Retail consultant Carol Spieckerman said Target is following many other retailers in eliminating jobs.
"Retailers across the globe over the last couple of years have been in the midst of major restructures and along with that they've all been eliminating certain types of positions that are no longer going to be relevant," she said.
Spieckerman also thinks the cuts are over at Target, especially since this round follows 550 headquarters layoffs related to Target's exit from the Canadian retail market.
"I don't know why they would announce a second wave," she said. "If there are going to be additional headcount reductions, they would probably be incremental from this point."
After last week's announcement of more impending changes, Gov. Mark Dayton, whose family founded Target, told reporters that he's concerned about the well-being of those who will lose their jobs and about Target's commitment to Minnesota.
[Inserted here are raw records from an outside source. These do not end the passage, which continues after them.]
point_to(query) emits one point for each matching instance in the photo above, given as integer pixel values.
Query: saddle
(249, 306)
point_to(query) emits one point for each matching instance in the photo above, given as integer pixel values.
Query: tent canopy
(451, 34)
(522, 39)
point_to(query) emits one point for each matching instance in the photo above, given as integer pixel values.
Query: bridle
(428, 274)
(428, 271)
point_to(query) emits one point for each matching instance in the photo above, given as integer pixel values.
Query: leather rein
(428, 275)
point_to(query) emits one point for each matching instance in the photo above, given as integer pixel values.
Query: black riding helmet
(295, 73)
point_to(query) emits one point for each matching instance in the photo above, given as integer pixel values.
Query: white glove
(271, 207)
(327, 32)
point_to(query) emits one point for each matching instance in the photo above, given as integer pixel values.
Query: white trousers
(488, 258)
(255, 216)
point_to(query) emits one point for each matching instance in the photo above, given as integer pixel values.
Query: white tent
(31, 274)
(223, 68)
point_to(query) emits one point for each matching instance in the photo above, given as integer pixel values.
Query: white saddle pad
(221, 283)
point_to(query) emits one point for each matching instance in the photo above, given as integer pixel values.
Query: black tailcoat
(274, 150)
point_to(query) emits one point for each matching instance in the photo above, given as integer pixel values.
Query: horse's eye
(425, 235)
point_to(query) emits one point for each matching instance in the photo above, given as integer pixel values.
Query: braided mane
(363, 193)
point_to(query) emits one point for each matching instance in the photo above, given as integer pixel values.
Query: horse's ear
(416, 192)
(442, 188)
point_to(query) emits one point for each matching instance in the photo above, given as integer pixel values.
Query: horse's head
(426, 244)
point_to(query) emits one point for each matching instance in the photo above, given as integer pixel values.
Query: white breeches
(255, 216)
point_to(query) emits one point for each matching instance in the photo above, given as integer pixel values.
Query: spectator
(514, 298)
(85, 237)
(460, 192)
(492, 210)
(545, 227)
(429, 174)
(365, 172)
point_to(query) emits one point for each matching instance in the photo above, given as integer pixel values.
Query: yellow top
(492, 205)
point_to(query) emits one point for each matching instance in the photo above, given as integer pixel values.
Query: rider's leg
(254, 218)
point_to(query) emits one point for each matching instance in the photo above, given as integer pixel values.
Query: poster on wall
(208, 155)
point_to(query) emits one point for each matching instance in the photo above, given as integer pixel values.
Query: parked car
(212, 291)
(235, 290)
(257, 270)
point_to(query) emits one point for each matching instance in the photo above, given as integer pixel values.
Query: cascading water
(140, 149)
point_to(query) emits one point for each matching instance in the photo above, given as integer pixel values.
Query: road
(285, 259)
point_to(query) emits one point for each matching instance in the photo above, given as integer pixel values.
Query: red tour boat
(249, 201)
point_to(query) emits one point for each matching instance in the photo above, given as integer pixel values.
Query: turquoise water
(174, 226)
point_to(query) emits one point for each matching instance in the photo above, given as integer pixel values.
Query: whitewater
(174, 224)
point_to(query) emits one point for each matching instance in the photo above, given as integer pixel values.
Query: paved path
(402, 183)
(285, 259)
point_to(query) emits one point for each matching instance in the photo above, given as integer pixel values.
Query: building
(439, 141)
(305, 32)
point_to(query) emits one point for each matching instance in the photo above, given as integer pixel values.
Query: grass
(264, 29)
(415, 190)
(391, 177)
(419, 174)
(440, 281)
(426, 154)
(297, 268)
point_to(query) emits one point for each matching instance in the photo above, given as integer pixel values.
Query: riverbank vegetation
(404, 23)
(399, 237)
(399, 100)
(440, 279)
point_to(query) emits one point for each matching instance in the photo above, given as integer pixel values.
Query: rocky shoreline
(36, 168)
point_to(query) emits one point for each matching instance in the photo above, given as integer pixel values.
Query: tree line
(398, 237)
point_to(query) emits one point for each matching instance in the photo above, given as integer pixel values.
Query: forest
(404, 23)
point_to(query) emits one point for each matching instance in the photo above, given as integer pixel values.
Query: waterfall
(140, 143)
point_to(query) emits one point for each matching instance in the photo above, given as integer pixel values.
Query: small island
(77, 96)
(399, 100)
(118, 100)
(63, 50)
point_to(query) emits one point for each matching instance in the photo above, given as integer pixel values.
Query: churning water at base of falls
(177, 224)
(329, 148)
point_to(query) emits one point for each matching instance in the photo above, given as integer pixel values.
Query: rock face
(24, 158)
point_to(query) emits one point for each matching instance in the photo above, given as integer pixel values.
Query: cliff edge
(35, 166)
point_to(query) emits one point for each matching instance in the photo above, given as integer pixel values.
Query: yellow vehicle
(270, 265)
"It's a very, very important company to Minnesota. It's the largest private employer in Minnesota, for-profit employer, and it's hugely important to all of these people and their families who have to live now with a period of uncertainty over a couple of years," Dayton said, adding, it "puts all of them in a very, very, very difficult situation."
Target employees are hitting the job market at a time when demand for workers is strong.
Kathy Northamer, a district president with the Robert Half recruitment firm, says the job market is great.
"Companies are moving quicker than ever to secure people," Northamer said. "It's the type of market where employers have to move fast if they want to secure the right talent."
Other recruitment pros agree. Cindy Chandler with Chandler Group Executive Search says the Target employees have a strong pedigree.
"I think a lot of companies are interested in the talent that will come out of Target," she said.
Chandler says many headquarters employees have marketing, analytical and other skills that are readily transferable and in demand at other businesses.